The advantage is that, instead of taxing the link between a member and the switch to send N-1 messages, we distribute the traffic more evenly across the links between the nodes and the switch. Let's take a look at an example, where A broadcasts messages m1 and m2 in cluster {A,B,C,D}, '-->' means sending:

Traditional N-1 approach

Round 1: A(m1) --> B
Round 2: A(m1) --> C
Round 3: A(m1) --> D
Round 4: A{m2) --> B
Round 5: A(m2} --> C
Round 6: A(m2) --> D

It takes 6 rounds to broadcast m1 and m2 to the cluster.

Daisychaining approach

Round 1: A(m1) --> B
Round 2: A(m2) --> B || B(m1) --> C
Round 3: B(m2) --> C || C(m1) --> D
Round 4: C(m2) --> D

In round 1, A send m1 to B.
In round 2, A sends m2 to B, but B also forwards m1 (received in round 1) to C.
In round 3, A is done. B forwards m2 to C and C forwards m1 to D(in parallel, denoted by '||').
In round 4, C forwards m2 to D.

Switch usage

Let's take a look at this in terms of switch usage: in the N-1 approach, A can only send 125MB/sec, no matter how many members there are in the cluster, so it is constrained by the link capacity to the switch. (Note that A can also receive 125MB/sec in parallel with today's full duplex links).

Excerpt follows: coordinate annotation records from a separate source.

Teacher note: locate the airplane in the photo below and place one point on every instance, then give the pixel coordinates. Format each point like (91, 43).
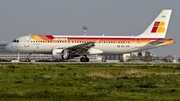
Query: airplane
(67, 47)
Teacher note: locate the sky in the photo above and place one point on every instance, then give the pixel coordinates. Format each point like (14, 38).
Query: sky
(66, 17)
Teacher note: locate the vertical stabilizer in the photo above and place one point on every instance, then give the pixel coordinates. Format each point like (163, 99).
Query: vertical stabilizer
(158, 27)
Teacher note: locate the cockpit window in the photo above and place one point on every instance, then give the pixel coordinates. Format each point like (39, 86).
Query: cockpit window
(15, 41)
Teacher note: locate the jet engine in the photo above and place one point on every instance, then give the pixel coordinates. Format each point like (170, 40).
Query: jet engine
(60, 53)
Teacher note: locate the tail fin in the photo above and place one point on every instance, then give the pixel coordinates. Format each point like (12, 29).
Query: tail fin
(159, 26)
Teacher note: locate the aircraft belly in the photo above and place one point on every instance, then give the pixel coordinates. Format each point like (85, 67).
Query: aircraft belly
(114, 48)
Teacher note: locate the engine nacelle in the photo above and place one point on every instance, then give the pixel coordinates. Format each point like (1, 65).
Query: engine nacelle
(60, 53)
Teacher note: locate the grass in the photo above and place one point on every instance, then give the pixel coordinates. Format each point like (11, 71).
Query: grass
(89, 82)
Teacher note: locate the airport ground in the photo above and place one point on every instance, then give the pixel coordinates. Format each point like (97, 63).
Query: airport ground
(89, 81)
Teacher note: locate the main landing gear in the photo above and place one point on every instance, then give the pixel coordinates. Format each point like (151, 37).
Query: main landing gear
(84, 59)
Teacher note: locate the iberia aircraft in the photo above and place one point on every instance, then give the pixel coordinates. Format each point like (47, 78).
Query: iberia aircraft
(68, 47)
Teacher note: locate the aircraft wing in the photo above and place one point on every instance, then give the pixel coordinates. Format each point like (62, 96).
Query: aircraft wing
(83, 49)
(155, 42)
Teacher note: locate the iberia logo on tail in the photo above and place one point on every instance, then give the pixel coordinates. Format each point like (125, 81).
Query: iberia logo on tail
(158, 27)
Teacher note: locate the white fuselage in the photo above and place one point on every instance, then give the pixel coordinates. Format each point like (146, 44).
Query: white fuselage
(26, 44)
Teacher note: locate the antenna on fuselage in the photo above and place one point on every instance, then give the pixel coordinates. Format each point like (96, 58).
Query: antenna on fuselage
(85, 28)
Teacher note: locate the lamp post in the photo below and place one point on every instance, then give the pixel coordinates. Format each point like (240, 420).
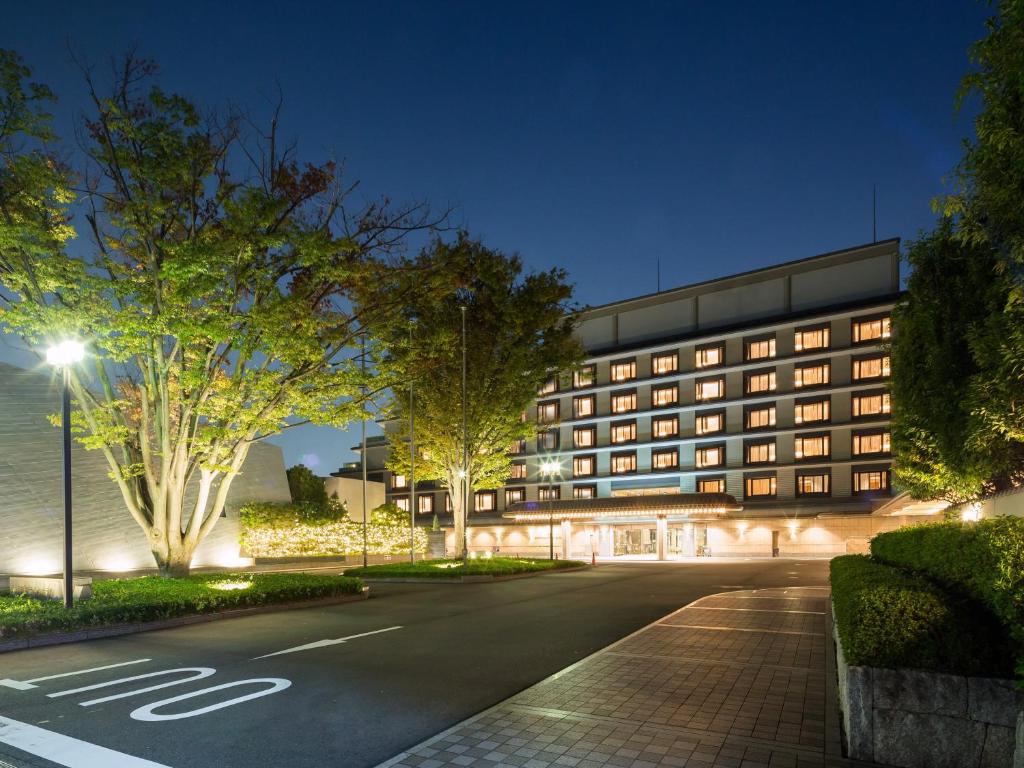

So the link between A and the switch gets hot.

In the daisychaining approach, link usage is more even: if we look for example at round 2, A sending to B and B sending to C uses 2 different links, so there are no constraints regarding capacity of a link. The same goes for B sending to C and C sending to D.

In terms of rounds, the daisy chaining approach uses X + (N-2) rounds, so for a cluster size of 10 and broadcasting 10 messages, it requires only 18 rounds, compared to 90 for the N-1 approach !


I ran a quick performance test this morning, with 4 nodes connected to a 1 GB switch; and every node sending 1 million 8K messages, for a total of 32GB received by every node. The config used was tcp.xml.

The N-1 approach yielded a throughput of 73 MB/node/sec, and the daisy chaining approach 107MB/node/sec !

The change to switch from N-1 to daisy chaining was to place DAISYCHAIN  directly on top of TCP.

DAISYCHAIN is still largely experimental, but the numbers above show that it has potential to improve performance in TCP based clusters.